Available under a Creative Commons Attribution Non-Commercial Share Alike 4.0 International Licence

Disciplines

Applied mathematics, Optics

Publication Details

ISAST Transactions on Electronics and Signal Processing, vol: 4, issue: 1, pages: 1 - 19

Abstract

Mathematical models for the scattering of light (and other radiation) tend to fall into two categories based on a weak field condition (single scattering processes) or a strong field condition (multiple scattering processes). In the latter case, the complexity of deterministic models coupled with available solutions often fail to provide results that are of value to engineering systems (e.g. imaging systems). For this reason, multiple scattering problems are often approached using stochastic modelling methods whose foundations lie in random walk theory where the amplitude and phase of the scattered field are taken to conform to an appropriate statistical process and distribution. In the case of intermediate scattering processes (scattering by a tenuous random medium), where the scattered field is neither ‘weak’ or ‘strong’, the problem is reduced to finding a suitable approach for constructing and solving a mathematical model that is, ideally, of value to an engineering system.

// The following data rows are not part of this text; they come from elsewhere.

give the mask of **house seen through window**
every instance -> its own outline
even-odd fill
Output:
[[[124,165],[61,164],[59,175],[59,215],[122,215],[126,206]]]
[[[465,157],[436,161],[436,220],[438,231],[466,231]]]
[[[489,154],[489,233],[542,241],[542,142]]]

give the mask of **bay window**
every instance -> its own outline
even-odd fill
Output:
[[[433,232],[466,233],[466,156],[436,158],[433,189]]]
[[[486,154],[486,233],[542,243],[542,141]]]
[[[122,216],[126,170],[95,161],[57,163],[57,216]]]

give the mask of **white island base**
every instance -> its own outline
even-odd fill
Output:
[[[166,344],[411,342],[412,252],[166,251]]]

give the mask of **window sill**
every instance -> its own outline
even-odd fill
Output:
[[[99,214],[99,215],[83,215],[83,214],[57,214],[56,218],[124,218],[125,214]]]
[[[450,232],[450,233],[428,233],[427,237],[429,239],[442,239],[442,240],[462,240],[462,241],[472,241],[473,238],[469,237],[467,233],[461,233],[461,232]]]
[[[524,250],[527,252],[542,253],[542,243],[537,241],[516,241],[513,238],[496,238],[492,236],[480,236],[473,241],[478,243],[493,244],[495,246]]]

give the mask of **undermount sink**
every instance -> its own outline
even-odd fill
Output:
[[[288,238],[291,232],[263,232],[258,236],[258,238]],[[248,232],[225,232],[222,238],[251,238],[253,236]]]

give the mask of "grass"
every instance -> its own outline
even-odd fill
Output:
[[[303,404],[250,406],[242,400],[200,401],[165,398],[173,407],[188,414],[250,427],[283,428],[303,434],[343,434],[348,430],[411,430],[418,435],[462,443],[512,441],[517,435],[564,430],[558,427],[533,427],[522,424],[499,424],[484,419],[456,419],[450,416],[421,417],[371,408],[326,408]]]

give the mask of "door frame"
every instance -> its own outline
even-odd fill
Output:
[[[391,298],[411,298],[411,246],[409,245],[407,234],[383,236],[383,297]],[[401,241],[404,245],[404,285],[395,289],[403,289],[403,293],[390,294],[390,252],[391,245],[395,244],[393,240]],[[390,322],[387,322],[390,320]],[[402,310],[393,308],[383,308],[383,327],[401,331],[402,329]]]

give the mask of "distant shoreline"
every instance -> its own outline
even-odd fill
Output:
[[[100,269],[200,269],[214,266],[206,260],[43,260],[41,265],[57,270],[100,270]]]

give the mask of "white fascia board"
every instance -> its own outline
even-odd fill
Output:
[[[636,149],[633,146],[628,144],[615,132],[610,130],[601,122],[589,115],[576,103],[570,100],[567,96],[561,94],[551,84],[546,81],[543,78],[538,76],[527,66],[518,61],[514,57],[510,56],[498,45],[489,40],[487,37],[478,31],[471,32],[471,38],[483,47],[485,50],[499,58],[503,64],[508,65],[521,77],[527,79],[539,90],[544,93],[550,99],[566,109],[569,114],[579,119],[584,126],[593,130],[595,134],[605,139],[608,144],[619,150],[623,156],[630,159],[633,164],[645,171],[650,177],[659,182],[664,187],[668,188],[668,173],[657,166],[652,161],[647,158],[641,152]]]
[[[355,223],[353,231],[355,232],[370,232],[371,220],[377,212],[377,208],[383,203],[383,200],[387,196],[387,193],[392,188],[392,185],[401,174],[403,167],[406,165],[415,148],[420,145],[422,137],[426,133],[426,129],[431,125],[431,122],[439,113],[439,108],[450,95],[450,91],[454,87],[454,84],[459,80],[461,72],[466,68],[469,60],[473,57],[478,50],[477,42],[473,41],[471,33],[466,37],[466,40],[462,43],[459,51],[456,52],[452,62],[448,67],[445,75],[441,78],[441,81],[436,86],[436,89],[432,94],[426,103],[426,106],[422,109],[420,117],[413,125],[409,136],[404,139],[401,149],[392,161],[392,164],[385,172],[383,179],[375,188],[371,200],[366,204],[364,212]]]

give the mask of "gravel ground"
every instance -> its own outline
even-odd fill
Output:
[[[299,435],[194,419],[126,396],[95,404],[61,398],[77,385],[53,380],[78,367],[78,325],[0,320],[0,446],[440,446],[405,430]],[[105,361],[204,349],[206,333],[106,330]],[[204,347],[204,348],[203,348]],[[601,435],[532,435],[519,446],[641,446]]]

In this paper, we consider the basis for describing strong scattering in terms of diffusive processes based on the diffusion equation. Intermediate strength scattering is then considered in terms of an (inhomogeneous) fractional diffusion equation which is studied using results from fractional calculus. The diffusion equation for modelling intermediate strength scattering is based on a generalization of the diffusion equation to fractional form. This equation can be justified in terms of the generalization of a random walk model with no statistical bias in the phase to a random walk that has a phase bias and is thus, only ‘partially’ or ‘fractionally’ diffusive. Green’s function solutions to the fractional diffusion equation are studied and results derived that provide a model for an incoherent image obtained from light scattered by a tenuous medium. Applications include image enhancement of star fields and other cosmological bodies imaged through interstellar dust clouds, an example of which is provided in this paper.